This approach safeguards the integrity of our complaints system and provides assurance that all complaints, regardless of who they are about, will be dealt with openly, honestly, and in line with Regulation 16 and Regulation 20 (Duty of Candour).
7. Learning from Complaints
We view complaints as valuable feedback and use them to drive continuous improvement. To ensure lessons are learned, we:
- Analyse complaint trends to identify recurring issues.
- Review policies and procedures to prevent future occurrences.
- Provide additional staff training where necessary.
- Communicate learning outcomes across the organisation to strengthen service delivery.
8. Staff Responsibilities
8.1 Care Workers
Care workers play a key role in ensuring complaints are managed effectively. They are responsible for:
- Listening to complaints with empathy and documenting them accurately.
- Reporting complaints immediately to the appropriate manager.
- Cooperating fully in investigations to provide accurate information.

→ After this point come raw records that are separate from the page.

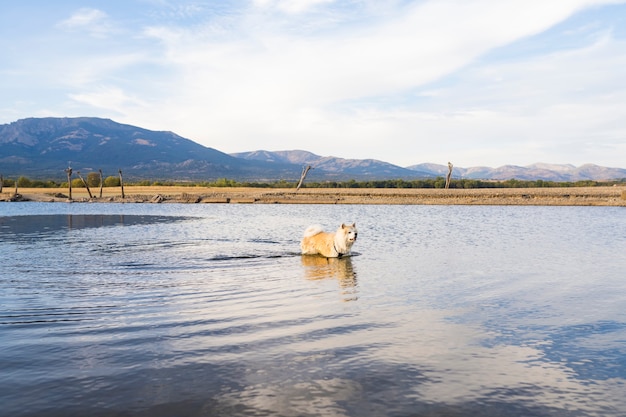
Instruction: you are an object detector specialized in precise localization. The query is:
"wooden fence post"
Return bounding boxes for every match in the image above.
[119,169,126,198]
[65,167,72,201]
[76,171,93,199]
[296,165,313,191]
[98,169,103,198]
[446,162,452,189]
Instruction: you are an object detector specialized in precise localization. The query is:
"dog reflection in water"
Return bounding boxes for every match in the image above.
[301,255,358,301]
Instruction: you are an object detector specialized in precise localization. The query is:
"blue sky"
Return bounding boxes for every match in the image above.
[0,0,626,167]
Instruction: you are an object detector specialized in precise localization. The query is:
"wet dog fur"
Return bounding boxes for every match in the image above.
[300,223,358,258]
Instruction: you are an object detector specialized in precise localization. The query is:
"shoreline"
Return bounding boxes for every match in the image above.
[0,186,626,207]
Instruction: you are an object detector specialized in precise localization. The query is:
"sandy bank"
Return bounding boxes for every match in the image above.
[0,186,626,207]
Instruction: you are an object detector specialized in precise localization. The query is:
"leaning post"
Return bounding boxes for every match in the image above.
[119,169,126,198]
[98,169,103,198]
[446,162,453,190]
[65,167,72,201]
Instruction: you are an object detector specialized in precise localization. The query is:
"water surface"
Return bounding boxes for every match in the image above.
[0,203,626,416]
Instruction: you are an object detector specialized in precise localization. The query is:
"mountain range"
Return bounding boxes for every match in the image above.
[0,117,626,182]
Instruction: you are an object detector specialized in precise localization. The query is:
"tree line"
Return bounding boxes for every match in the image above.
[3,172,626,189]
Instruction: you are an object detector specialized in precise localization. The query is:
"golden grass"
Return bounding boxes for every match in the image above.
[0,186,626,206]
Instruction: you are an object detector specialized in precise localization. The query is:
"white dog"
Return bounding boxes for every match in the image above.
[300,223,358,258]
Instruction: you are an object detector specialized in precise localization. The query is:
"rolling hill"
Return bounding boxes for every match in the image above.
[0,117,626,182]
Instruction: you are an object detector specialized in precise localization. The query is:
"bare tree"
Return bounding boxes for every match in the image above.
[296,165,313,191]
[446,162,453,189]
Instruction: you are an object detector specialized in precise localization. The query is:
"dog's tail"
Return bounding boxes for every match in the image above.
[304,224,324,237]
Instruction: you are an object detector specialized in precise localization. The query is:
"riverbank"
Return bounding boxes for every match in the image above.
[0,186,626,207]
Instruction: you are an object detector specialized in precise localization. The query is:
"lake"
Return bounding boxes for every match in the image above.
[0,202,626,417]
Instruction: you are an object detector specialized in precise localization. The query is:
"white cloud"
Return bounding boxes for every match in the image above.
[5,0,626,166]
[57,8,112,37]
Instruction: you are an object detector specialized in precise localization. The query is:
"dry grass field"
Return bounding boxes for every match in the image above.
[0,186,626,207]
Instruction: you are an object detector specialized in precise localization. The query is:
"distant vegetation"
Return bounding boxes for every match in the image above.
[2,172,626,189]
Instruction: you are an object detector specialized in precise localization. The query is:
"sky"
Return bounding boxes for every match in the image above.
[0,0,626,168]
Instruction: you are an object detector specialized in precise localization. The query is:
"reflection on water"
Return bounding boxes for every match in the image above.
[0,203,626,417]
[301,255,358,301]
[0,214,187,238]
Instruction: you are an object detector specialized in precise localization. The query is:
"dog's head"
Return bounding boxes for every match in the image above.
[341,223,359,243]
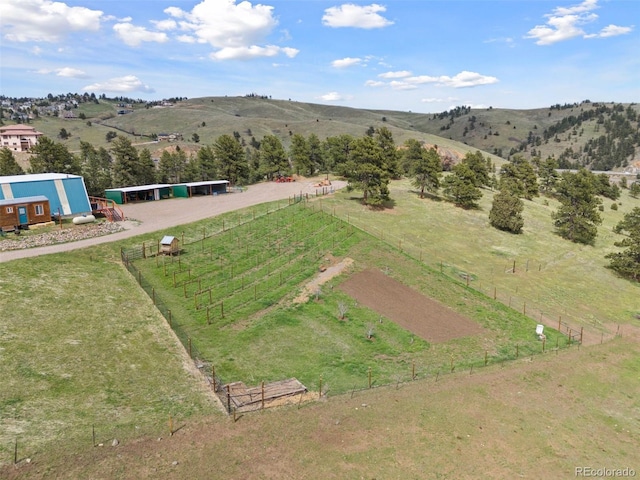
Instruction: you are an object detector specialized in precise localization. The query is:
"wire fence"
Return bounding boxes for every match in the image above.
[121,190,621,415]
[316,202,619,345]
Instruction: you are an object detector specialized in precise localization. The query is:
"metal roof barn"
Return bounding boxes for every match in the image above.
[171,180,229,198]
[104,183,171,205]
[0,173,91,216]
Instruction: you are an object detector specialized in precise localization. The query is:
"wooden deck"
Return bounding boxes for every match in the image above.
[224,378,307,412]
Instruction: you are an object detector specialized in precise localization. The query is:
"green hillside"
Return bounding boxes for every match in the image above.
[12,97,640,170]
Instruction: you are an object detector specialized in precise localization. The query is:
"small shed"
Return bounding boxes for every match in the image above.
[0,195,51,231]
[160,235,180,255]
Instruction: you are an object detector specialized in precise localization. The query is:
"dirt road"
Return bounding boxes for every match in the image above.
[0,179,346,263]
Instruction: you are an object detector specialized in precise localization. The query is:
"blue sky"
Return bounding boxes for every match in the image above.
[0,0,640,112]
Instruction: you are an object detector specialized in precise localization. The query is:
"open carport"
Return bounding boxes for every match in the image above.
[104,184,171,205]
[171,180,229,198]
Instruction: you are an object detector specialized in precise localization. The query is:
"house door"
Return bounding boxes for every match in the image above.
[18,205,29,225]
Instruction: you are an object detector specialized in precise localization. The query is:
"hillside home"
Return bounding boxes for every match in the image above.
[0,195,51,232]
[0,124,43,152]
[0,173,91,216]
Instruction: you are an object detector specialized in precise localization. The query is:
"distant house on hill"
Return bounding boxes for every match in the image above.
[0,124,43,152]
[158,133,182,142]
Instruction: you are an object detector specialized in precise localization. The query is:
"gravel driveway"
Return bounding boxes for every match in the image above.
[0,179,346,263]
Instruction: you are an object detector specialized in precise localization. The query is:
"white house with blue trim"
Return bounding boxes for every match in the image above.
[0,173,91,217]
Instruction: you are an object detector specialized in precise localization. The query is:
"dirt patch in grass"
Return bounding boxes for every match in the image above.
[293,257,353,303]
[340,269,483,343]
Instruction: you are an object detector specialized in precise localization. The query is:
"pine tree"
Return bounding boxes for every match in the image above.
[344,136,389,205]
[443,163,482,208]
[605,207,640,282]
[500,156,538,200]
[111,135,141,187]
[462,150,491,187]
[212,135,249,185]
[260,135,291,180]
[552,169,602,245]
[289,133,313,176]
[489,190,524,233]
[410,146,442,198]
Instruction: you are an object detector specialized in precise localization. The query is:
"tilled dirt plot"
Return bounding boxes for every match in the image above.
[339,270,483,343]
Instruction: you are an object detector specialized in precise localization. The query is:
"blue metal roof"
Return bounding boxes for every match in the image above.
[0,195,49,206]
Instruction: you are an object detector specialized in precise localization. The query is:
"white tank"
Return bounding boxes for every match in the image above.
[72,215,96,225]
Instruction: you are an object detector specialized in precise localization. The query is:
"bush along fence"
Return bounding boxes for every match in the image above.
[317,201,620,345]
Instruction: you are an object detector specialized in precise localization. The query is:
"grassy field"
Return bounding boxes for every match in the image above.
[322,181,640,338]
[127,203,567,394]
[0,182,640,478]
[17,97,640,172]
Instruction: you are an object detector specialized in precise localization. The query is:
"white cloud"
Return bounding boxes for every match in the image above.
[209,45,299,60]
[365,70,499,90]
[378,70,411,78]
[82,75,155,93]
[331,57,362,68]
[525,0,633,45]
[113,23,169,47]
[35,67,89,78]
[436,70,499,88]
[420,97,459,103]
[56,67,89,78]
[151,18,178,31]
[176,35,198,43]
[584,25,633,38]
[164,0,299,60]
[318,92,351,102]
[322,3,393,29]
[483,37,514,47]
[0,0,103,42]
[389,80,418,90]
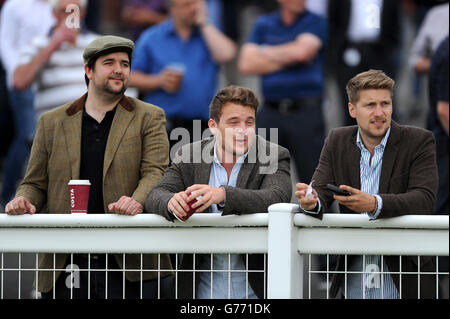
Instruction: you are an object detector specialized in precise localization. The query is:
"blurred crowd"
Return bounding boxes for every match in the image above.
[0,0,449,212]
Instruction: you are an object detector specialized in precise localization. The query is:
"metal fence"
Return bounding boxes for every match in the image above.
[0,204,449,299]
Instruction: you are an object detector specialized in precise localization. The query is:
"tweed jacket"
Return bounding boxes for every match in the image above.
[313,121,438,298]
[16,94,170,292]
[145,136,292,298]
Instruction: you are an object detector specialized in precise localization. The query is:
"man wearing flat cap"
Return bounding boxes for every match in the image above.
[5,36,173,299]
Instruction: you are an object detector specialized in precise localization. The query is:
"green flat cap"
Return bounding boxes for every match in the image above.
[83,35,134,63]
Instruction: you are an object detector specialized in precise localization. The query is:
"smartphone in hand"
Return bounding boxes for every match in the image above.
[327,184,351,196]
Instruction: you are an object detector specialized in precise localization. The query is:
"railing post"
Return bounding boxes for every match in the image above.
[267,204,303,299]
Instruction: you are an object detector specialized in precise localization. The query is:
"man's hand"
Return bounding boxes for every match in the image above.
[333,185,377,213]
[108,196,144,216]
[5,196,36,215]
[186,184,225,213]
[295,183,318,211]
[168,192,190,220]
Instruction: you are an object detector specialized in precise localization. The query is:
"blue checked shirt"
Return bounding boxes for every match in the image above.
[341,128,399,299]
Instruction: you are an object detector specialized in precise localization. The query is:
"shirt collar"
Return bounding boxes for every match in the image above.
[213,142,248,165]
[356,126,391,150]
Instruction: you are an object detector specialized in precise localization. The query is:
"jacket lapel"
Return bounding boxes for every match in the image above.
[103,103,135,179]
[378,121,400,194]
[346,130,361,189]
[62,112,83,179]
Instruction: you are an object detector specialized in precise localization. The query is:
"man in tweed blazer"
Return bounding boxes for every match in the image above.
[145,86,292,299]
[6,36,171,298]
[296,70,438,299]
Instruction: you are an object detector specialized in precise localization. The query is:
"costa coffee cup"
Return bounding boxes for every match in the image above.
[68,180,91,214]
[167,63,186,92]
[181,193,202,222]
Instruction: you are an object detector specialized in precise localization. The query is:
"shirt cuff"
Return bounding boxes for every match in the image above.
[367,195,383,220]
[167,203,184,223]
[299,199,322,215]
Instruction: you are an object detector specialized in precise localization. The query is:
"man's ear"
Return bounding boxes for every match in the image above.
[208,119,217,135]
[348,103,356,119]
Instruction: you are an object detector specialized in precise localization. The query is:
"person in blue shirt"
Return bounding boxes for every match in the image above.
[238,0,327,188]
[130,0,237,151]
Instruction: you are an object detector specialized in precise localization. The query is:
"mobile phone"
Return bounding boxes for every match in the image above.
[327,184,351,196]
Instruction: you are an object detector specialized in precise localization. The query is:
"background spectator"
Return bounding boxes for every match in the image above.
[13,0,98,116]
[327,0,401,125]
[239,0,327,183]
[130,0,236,152]
[122,0,167,40]
[428,34,449,299]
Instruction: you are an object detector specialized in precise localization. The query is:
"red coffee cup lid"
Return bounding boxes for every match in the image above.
[68,179,91,185]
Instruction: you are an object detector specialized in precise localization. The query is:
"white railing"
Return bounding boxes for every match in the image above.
[0,204,449,299]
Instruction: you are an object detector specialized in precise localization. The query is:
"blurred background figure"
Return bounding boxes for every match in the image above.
[327,0,402,125]
[121,0,167,41]
[13,0,98,117]
[407,2,449,118]
[409,3,449,75]
[0,0,54,205]
[0,0,14,186]
[130,0,236,152]
[238,0,327,188]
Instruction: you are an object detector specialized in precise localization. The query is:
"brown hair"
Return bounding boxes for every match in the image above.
[346,70,395,104]
[209,85,259,123]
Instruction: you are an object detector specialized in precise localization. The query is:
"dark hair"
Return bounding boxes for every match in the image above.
[209,85,259,123]
[346,70,395,104]
[84,48,133,86]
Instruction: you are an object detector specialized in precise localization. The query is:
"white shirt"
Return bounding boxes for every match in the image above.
[0,0,55,88]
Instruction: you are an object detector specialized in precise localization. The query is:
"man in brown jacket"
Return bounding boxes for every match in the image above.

8.2 Managers and Supervisors
Managers are responsible for:
- Overseeing complaint investigations and ensuring timely responses.
- Supporting staff and complainants throughout the process.
- Implementing corrective actions to address concerns.
8.3 Directors and Senior Leadership
Senior leadership ensures:
- A culture of openness and transparency, where complaints are welcomed.
- Oversight of serious complaints and governance of improvements.
- Compliance with CQC regulations and best practices in complaint handling.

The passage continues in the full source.